Dimension of space of continuous functions Please can you help me in this exercice.

Prove that the normed space of continuous functions $f: [0,t] \to \mathbb{R}$ with the fundamental norm $||\cdot||_2$ is infinite dimensional. 

Indication: We can use the sequence $(f_n)$ given by $f_n(x)= \sin(nx), n \in \mathbb{N}, x \in [0,t]$
 A: In a finite vector space of dimension $n$, any $n+1$ vectors are linearly dependent. Hence, to prove what you want, showing that for any $n \in \mathbb{N}$ you can find $n$ linearly independent vectors is sufficient.
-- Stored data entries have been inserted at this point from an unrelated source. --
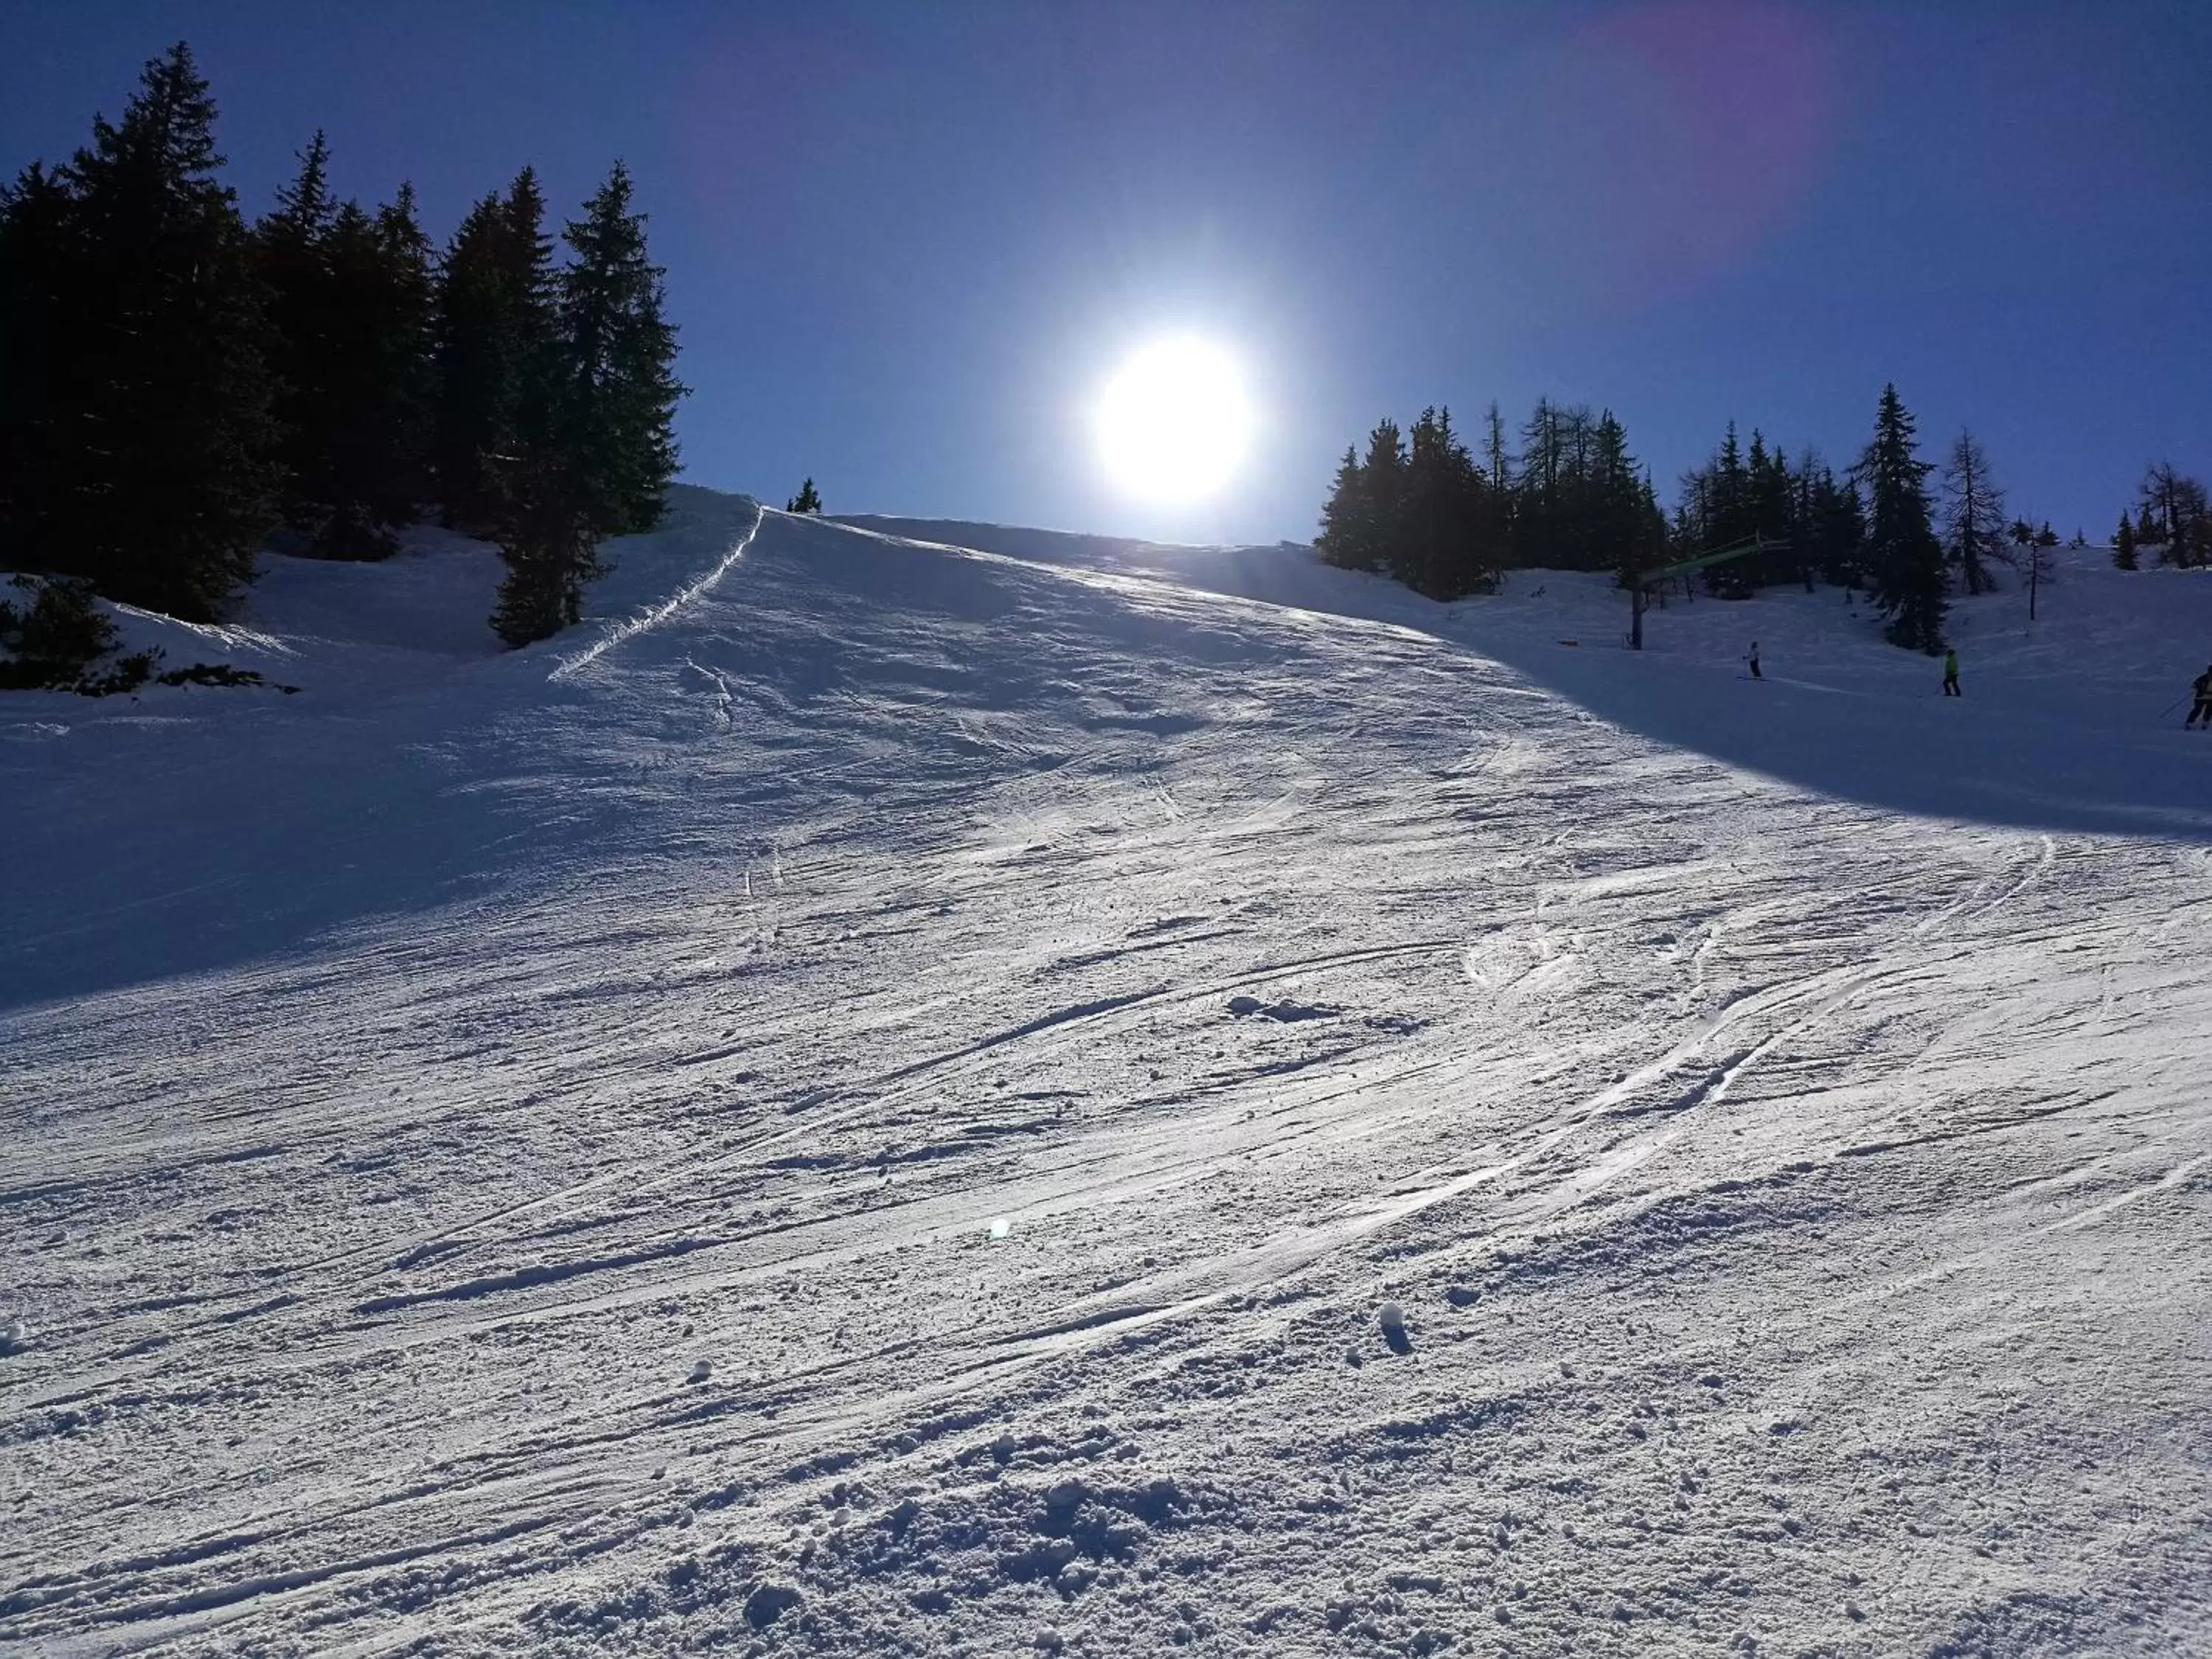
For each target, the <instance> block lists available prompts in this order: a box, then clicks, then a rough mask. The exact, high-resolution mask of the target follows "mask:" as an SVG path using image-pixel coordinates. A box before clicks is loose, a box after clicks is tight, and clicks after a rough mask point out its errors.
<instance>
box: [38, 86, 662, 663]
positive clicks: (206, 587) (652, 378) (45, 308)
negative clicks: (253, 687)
mask: <svg viewBox="0 0 2212 1659" xmlns="http://www.w3.org/2000/svg"><path fill="white" fill-rule="evenodd" d="M215 122H217V108H215V100H212V95H210V88H208V82H206V80H204V77H201V75H199V71H197V66H195V62H192V53H190V49H188V46H184V44H177V46H173V49H170V51H168V53H164V55H161V58H157V60H153V62H150V64H146V69H144V73H142V77H139V84H137V91H135V95H133V97H131V100H128V104H126V106H124V111H122V115H119V117H117V119H113V122H108V119H106V117H95V122H93V133H91V142H88V144H86V146H84V148H80V150H77V153H75V155H73V157H71V159H69V161H62V164H58V166H44V164H33V166H29V168H27V170H24V173H22V175H20V177H18V179H15V181H13V184H11V186H7V188H4V190H0V568H7V571H20V573H35V575H38V577H44V588H46V591H44V593H40V597H38V602H35V604H31V608H29V611H20V613H18V611H4V615H0V630H13V633H15V635H22V630H24V628H31V630H33V635H40V637H53V639H69V637H73V635H71V633H69V628H71V626H77V619H80V617H82V615H84V613H88V602H86V595H88V593H97V595H100V597H106V599H119V602H128V604H137V606H144V608H150V611H164V613H168V615H175V617H184V619H190V622H217V619H221V617H226V615H228V613H230V611H232V608H234V604H237V599H239V597H241V591H243V588H246V584H248V582H252V577H254V562H257V553H259V551H261V549H274V551H283V553H299V555H312V557H327V560H380V557H387V555H392V553H394V551H396V546H398V531H400V526H405V524H414V522H420V520H427V518H434V520H438V522H442V524H447V526H451V529H456V531H465V533H469V535H476V538H484V540H489V542H495V544H498V549H500V553H502V557H504V562H507V577H504V582H502V588H500V597H498V611H495V615H493V626H495V628H498V633H500V637H502V639H507V641H509V644H513V646H520V644H529V641H533V639H542V637H546V635H551V633H555V630H560V628H564V626H568V624H573V622H577V617H580V606H582V591H584V584H586V582H591V577H593V575H595V573H597V571H599V544H602V542H604V540H606V538H613V535H626V533H637V531H646V529H653V524H655V522H657V520H659V518H661V507H664V495H666V489H668V482H670V480H672V476H675V467H677V447H675V436H672V414H675V405H677V400H679V398H681V394H684V387H681V385H679V383H677V378H675V358H677V343H675V327H672V325H670V323H668V319H666V307H664V283H661V270H659V268H657V265H655V263H653V259H650V252H648V248H646V217H644V215H641V212H639V210H637V206H635V199H633V179H630V175H628V170H626V168H624V166H622V164H619V161H617V164H615V166H613V168H611V170H608V175H606V179H604V181H602V184H599V188H597V190H595V192H593V195H591V199H588V201H584V204H582V212H580V217H575V219H571V221H566V223H562V226H560V234H557V243H560V252H555V232H553V228H551V221H549V212H551V210H549V204H546V199H544V192H542V188H540V181H538V175H535V173H533V170H531V168H522V170H520V173H518V175H515V177H513V179H511V181H509V184H507V186H504V188H500V190H491V192H487V195H484V197H482V199H480V201H478V204H476V206H473V208H469V212H467V217H465V219H462V221H460V226H458V228H456V230H453V234H451V237H449V239H447V241H445V243H442V246H440V243H438V241H436V239H434V237H431V234H429V232H427V230H425V226H422V219H420V210H418V204H416V195H414V190H411V188H409V186H405V184H400V186H398V188H396V190H394V192H392V199H389V201H383V204H378V206H374V208H372V206H363V204H361V201H352V199H338V197H336V192H334V190H332V186H330V146H327V144H325V139H323V135H321V133H316V135H312V137H310V142H307V146H305V148H303V150H301V153H299V168H296V173H294V175H292V179H290V184H288V186H285V188H283V190H281V192H279V195H276V199H274V204H272V206H270V208H268V212H265V215H263V217H259V219H252V221H250V219H248V217H246V212H243V210H241V206H239V199H237V192H234V190H232V188H230V186H228V184H223V179H221V168H223V166H226V161H223V157H221V155H219V153H217V139H215ZM64 588H66V593H64ZM49 595H51V597H49ZM64 619H66V622H69V626H64ZM13 644H15V646H18V655H22V644H24V641H22V637H18V639H13Z"/></svg>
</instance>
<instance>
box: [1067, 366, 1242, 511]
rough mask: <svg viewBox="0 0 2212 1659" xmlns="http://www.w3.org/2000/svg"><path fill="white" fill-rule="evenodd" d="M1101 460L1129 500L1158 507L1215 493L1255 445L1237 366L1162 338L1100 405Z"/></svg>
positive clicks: (1109, 391) (1192, 500) (1100, 433)
mask: <svg viewBox="0 0 2212 1659" xmlns="http://www.w3.org/2000/svg"><path fill="white" fill-rule="evenodd" d="M1095 418H1097V434H1099V458H1102V460H1104V462H1106V471H1108V476H1110V478H1113V480H1115V484H1119V487H1121V489H1126V491H1128V493H1130V495H1144V498H1146V500H1152V502H1161V504H1170V507H1172V504H1181V502H1194V500H1201V498H1206V495H1212V493H1214V491H1219V489H1221V487H1223V484H1228V482H1230V478H1234V476H1237V467H1239V465H1241V462H1243V456H1245V447H1248V445H1250V442H1252V405H1250V403H1248V400H1245V389H1243V376H1241V374H1239V372H1237V361H1234V358H1232V356H1230V354H1228V352H1223V349H1221V347H1219V345H1212V343H1210V341H1197V338H1188V336H1181V338H1164V341H1152V343H1150V345H1146V347H1144V349H1141V352H1137V354H1135V356H1130V358H1128V361H1126V363H1124V365H1121V367H1119V369H1117V372H1115V376H1113V378H1110V380H1108V383H1106V392H1104V394H1102V396H1099V400H1097V411H1095Z"/></svg>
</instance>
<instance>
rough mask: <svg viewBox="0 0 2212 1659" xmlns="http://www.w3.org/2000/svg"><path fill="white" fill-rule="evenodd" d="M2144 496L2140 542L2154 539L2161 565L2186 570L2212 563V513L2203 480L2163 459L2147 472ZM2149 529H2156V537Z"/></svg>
mask: <svg viewBox="0 0 2212 1659" xmlns="http://www.w3.org/2000/svg"><path fill="white" fill-rule="evenodd" d="M2141 495H2143V509H2141V520H2143V522H2139V524H2137V542H2148V540H2154V542H2157V544H2159V562H2161V564H2177V566H2183V568H2197V566H2203V564H2212V511H2208V504H2205V487H2203V484H2201V482H2199V480H2194V478H2188V476H2185V473H2179V471H2174V465H2172V462H2166V460H2161V462H2159V465H2157V467H2152V469H2150V471H2148V473H2143V487H2141ZM2148 526H2154V535H2150V533H2146V529H2148Z"/></svg>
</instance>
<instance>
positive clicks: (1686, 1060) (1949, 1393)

It can be shown that, for integers $l \neq m$, $\int _0^{2\pi} \sin(lx)\sin(mx)\,dx = 0$, and $\int_0^{2\pi} \sin^2(lx)\,dx = \pi $. You can use this to prove that for all $n\in \mathbb{N}$, the functions $\{ f_k \}_{k=1}^n$ are linearly independent. 
To do so; suppose some linear combination $\Sigma _{i=1}^n a_i f_i$ is equal to the zero function. For any fixed $k \in \{1,\cdots,n \}$, multiplying by $f_k$ and integrating from $0$ to $2\pi$ tells us $ \pi a_k =0$, and we're done.
A: You can show that, for any $n$, you can find a set of $n+1$ linearly independent functions.
Divide your interval into $n$ equal segments by the points $x_0=0$, $x_1=t/n$, $x_2=2t/n$, $\dots$, $x_n=nt/n=t$. Consider the polynomial
$$
f(x)=(x-x_0)(x-x_1)\dots (x-x_n)
$$
and define
$$
f_k(x)=\frac{f(x)}{x-x_k}.
$$
Just do the formal division, so $f_k(x)$ is a polynomial of degree $n$ which is zero on all points $x_j$ except for $x_k$. For instance,
$$
f_0(x_0)=(x_0-x_1)(x_0-x_2)\dots(x_0-x_n)\ne0.
$$
Consider a linear combination
$$
g(x)=a_0f_0(x)+a_1f_1(x)+\dots+a_nf_n(x).
$$
Then $g(x_k)=a_kf(x_k)$ is zero only if $a_k=0$. Thus if the linear combination is zero, all coefficients are zero and so $\{f_0,f_1,\dots,f_n\}$ is a set of $n+1$ linearly independent vectors in your vector space.
Of course, we're assuming $t>0$; for the degenerate interval $[0,0]$, the space is one dimensional. The norm has no role in this.